Sherwood writer says TV industry should treat class like other inequalities

From left: Christine Bottomley, Monica Dolan, Lorraine Ashbourne and Stephen Dillane
Sherwood, series two. From left: Christine Bottomley, Monica Dolan, Lorraine Ashbourne and Stephen Dillane. Photograph: Sam Taylor/BBC/House Productions

Playwright James Graham has said the television industry should start treating class in the same way it deals with other personal characteristics such as race or sexuality.

Citing a report that found only 8% of people in the British film and TV industry are from working-class backgrounds, Graham warned that programme makers are losing touch with viewers.

The creator of Sherwood and Dear England said being working class in Britain is not just about individuals’ income or the jobs of their parents. Instead, it is “a culture, similar to that of growing up in a particular faith or nationality”.

Despite this, Graham said class background is rarely mentioned when it comes to diversity data about who is employed in the television industry as well as which writers have their shows commissioned.

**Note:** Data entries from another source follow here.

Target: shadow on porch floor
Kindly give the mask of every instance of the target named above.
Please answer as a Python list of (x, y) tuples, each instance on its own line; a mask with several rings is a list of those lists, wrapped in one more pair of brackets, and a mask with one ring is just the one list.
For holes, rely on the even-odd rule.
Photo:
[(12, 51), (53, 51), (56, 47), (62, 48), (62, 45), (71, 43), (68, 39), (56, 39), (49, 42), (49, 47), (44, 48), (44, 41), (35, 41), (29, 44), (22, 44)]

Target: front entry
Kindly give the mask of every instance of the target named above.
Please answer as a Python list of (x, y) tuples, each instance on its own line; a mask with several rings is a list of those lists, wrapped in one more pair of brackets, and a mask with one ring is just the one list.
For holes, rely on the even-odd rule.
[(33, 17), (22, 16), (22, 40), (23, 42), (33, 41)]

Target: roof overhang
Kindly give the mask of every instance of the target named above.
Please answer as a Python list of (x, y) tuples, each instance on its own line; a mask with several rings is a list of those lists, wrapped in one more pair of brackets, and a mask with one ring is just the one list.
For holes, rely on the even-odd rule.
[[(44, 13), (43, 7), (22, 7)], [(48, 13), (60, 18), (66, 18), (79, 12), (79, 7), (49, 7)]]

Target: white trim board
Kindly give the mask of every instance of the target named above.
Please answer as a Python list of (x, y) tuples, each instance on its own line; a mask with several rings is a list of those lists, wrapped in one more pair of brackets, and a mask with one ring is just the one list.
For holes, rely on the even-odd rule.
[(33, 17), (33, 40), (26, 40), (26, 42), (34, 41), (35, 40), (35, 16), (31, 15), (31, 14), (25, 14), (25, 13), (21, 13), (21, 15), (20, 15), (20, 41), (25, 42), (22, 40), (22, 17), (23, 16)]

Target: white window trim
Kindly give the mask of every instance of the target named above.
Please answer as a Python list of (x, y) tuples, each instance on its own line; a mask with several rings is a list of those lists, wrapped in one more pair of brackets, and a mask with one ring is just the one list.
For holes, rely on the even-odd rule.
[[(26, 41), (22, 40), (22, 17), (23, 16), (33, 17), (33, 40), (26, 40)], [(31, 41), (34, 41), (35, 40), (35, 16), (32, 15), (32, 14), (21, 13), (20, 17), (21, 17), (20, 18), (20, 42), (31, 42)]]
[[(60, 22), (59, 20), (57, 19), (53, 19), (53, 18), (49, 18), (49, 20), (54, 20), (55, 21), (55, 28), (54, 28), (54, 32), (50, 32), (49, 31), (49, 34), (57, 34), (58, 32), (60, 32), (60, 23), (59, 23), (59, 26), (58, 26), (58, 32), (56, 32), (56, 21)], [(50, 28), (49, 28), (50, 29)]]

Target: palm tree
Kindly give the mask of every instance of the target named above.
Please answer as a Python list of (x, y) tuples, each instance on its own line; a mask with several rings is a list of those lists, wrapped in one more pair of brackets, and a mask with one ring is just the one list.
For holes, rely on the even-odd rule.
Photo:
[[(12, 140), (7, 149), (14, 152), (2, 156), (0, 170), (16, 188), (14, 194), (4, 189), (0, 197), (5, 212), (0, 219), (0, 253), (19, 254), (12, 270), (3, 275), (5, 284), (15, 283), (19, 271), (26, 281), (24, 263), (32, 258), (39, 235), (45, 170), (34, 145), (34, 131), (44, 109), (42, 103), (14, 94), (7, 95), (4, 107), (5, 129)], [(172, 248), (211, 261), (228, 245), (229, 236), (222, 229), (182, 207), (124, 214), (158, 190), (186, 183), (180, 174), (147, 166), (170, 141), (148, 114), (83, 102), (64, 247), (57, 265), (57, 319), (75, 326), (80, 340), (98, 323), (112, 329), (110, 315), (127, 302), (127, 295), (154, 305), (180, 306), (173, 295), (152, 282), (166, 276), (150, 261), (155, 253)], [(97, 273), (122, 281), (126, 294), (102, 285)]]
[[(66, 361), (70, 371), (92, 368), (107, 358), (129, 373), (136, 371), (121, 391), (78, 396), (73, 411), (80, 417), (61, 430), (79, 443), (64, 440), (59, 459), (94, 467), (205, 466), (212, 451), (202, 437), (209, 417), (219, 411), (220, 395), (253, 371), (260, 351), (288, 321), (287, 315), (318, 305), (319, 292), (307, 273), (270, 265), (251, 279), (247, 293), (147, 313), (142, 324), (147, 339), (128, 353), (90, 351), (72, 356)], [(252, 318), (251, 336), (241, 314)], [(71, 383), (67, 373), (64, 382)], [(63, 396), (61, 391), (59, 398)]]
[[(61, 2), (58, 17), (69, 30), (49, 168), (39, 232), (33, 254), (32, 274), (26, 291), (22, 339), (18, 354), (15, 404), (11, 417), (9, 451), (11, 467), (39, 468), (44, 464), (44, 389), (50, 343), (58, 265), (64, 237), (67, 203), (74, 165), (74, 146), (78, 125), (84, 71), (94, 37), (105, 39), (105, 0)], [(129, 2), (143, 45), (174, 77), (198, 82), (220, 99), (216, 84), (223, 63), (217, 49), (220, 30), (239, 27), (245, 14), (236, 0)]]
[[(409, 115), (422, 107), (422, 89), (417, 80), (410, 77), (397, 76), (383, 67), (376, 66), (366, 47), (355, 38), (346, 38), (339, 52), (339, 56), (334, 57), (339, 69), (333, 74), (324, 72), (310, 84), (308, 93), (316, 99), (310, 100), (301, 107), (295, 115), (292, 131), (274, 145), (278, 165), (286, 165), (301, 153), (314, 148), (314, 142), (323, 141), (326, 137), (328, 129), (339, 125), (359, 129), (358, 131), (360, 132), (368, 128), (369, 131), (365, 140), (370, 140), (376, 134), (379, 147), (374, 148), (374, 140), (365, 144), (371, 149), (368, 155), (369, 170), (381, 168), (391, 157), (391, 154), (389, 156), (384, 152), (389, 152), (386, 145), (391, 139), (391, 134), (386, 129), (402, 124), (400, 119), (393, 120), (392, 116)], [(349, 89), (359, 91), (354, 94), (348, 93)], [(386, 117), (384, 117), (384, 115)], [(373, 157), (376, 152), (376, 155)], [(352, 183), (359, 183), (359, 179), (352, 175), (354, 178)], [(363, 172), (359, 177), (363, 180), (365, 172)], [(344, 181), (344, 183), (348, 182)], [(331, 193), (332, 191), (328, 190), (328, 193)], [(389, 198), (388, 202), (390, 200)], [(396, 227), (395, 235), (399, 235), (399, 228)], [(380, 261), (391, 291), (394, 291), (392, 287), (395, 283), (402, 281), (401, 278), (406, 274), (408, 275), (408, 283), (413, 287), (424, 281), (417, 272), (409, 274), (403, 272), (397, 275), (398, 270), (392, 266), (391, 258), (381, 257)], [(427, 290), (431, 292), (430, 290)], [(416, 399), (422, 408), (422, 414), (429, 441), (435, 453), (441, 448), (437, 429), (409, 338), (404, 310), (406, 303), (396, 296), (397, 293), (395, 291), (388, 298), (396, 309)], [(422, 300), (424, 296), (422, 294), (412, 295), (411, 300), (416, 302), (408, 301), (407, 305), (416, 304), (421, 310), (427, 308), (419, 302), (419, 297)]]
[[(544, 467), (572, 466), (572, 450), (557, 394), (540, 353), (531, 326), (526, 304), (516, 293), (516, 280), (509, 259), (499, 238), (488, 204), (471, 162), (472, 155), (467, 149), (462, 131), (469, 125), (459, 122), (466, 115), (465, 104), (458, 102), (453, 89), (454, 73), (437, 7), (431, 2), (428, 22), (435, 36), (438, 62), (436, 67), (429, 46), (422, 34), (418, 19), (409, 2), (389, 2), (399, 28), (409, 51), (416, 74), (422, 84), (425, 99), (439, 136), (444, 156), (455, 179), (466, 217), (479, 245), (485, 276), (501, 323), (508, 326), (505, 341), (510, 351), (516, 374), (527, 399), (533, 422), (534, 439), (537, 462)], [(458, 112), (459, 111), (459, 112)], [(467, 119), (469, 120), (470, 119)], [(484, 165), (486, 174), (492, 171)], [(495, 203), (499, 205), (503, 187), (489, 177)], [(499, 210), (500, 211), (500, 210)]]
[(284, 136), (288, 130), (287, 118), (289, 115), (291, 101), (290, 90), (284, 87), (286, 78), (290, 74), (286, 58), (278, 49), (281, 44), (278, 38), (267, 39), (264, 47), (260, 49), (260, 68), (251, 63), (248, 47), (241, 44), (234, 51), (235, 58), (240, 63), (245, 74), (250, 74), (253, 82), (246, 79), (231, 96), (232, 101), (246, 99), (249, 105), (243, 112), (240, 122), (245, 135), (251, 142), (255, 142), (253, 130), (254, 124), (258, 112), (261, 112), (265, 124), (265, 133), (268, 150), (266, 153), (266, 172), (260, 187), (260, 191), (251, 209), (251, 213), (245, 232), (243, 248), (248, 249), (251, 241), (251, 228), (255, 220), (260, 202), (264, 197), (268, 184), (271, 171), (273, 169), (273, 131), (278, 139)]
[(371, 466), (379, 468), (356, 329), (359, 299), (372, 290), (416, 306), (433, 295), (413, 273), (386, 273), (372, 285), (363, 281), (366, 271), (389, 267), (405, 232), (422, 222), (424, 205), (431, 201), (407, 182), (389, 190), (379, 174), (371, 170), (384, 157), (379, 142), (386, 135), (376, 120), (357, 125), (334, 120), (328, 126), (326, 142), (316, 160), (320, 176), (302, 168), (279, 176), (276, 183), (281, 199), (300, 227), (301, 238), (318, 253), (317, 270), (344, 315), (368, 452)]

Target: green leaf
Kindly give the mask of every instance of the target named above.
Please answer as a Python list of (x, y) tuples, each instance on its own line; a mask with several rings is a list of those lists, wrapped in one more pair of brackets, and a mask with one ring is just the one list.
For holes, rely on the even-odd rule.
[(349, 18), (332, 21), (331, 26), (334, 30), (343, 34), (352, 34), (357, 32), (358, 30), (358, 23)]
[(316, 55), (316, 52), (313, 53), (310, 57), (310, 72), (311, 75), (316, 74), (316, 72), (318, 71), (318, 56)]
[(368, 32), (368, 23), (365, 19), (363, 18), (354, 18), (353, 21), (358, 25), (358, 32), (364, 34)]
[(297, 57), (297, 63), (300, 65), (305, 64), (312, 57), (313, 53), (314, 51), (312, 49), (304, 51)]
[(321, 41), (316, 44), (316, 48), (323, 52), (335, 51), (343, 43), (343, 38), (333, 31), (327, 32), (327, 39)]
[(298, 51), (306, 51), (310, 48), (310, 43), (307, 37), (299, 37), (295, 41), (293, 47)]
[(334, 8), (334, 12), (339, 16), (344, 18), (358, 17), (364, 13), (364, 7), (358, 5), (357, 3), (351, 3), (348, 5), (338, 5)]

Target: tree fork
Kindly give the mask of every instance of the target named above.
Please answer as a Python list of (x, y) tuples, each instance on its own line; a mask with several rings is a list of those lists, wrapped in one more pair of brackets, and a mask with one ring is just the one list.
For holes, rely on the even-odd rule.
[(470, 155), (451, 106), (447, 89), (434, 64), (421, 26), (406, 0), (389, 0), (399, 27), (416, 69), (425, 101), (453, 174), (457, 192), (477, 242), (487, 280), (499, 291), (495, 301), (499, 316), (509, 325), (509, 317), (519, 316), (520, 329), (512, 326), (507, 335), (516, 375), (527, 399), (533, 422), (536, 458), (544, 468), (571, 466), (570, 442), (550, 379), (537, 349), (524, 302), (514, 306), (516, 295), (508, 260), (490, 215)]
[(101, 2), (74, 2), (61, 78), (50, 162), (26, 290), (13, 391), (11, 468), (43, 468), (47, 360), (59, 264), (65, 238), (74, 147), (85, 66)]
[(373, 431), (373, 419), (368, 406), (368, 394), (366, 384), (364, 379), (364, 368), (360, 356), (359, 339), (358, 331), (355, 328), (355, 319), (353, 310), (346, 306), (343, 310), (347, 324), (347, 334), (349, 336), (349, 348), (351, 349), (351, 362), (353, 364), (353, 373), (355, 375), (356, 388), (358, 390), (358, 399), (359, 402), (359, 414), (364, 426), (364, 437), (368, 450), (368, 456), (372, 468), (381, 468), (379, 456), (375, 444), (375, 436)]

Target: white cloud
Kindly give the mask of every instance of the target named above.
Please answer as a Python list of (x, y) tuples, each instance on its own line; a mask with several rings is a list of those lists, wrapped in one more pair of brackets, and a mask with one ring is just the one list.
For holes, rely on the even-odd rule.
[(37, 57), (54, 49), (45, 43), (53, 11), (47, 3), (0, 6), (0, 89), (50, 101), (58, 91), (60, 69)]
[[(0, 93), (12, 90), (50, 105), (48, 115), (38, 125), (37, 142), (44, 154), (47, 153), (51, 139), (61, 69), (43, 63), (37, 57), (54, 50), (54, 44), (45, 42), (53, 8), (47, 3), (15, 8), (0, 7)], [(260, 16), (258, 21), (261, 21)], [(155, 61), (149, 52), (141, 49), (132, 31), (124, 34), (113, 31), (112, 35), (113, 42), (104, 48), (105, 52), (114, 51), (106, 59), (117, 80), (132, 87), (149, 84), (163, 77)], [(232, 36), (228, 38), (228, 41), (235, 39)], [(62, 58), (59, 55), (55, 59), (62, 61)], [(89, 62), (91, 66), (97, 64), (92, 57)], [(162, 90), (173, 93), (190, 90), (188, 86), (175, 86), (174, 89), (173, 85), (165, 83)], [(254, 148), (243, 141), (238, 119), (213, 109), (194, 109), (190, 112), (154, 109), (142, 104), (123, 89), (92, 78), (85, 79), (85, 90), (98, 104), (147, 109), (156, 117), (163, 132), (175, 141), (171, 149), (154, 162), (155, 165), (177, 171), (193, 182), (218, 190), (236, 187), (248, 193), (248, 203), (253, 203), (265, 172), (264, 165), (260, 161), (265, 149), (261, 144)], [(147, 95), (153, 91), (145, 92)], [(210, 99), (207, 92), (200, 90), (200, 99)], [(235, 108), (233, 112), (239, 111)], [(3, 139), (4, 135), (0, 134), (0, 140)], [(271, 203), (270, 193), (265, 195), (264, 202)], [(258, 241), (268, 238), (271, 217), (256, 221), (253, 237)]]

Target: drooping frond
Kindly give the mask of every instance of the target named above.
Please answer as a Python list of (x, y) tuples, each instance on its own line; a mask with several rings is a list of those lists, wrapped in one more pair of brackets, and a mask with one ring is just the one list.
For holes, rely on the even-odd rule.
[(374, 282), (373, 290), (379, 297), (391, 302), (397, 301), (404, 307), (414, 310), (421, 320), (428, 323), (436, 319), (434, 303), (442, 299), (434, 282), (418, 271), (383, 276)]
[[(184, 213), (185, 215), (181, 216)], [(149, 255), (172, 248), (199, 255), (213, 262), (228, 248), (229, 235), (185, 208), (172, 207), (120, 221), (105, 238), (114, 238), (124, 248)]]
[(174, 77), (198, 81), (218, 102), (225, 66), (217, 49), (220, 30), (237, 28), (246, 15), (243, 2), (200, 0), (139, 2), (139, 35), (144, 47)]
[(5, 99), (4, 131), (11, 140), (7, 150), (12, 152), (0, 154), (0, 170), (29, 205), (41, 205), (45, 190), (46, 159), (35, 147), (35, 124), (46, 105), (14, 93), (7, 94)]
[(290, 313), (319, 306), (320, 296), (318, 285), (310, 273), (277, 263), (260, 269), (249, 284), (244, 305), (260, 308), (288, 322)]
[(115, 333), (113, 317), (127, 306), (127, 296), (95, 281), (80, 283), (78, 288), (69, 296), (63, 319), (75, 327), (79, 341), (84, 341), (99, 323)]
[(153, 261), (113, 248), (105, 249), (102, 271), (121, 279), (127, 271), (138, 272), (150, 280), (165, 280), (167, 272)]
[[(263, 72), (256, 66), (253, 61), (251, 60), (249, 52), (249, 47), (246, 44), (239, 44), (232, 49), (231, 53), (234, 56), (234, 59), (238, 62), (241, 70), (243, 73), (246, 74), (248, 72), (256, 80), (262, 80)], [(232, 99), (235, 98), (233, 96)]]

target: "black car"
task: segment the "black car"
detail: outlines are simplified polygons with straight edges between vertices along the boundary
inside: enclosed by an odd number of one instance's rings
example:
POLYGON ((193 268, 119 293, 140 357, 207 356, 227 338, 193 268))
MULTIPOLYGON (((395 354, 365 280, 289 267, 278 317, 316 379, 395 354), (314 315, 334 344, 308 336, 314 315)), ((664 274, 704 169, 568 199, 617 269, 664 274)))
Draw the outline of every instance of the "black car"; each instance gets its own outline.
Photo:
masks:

Graham, 42, said he benefited from watching working-class TV dramas with his family in the 1980s and 90s but he fears this experience could be lost.

“If you see a person, or a character, who looks like you or sounds like you on screen, whose experience or dilemmas, or joy, reflects your own … you feel more seen,” he said. “There is a catharsis there, for audiences. A validation.”

The playwright made the comments in his MacTaggart lecture at the Edinburgh television festival. The lecture is seen as an annual assessment of the state of the British television industry and is delivered by a different notable figure every year.

Graham’s show Sherwood, set in the same Nottinghamshire mining villages where he grew up, is returning to screens at the bank holiday weekend.

He thanked the BBC for agreeing to broadcast episodes of Sherwood on a week-by-week basis, rather than release the whole series at once on iPlayer, because this will allow it to be “a collective experience, not just an atomised, lonely, private one”, with weekly national conversations about the topics covered in the show such as levelling up, spy cops, trade unions and industrial strikes.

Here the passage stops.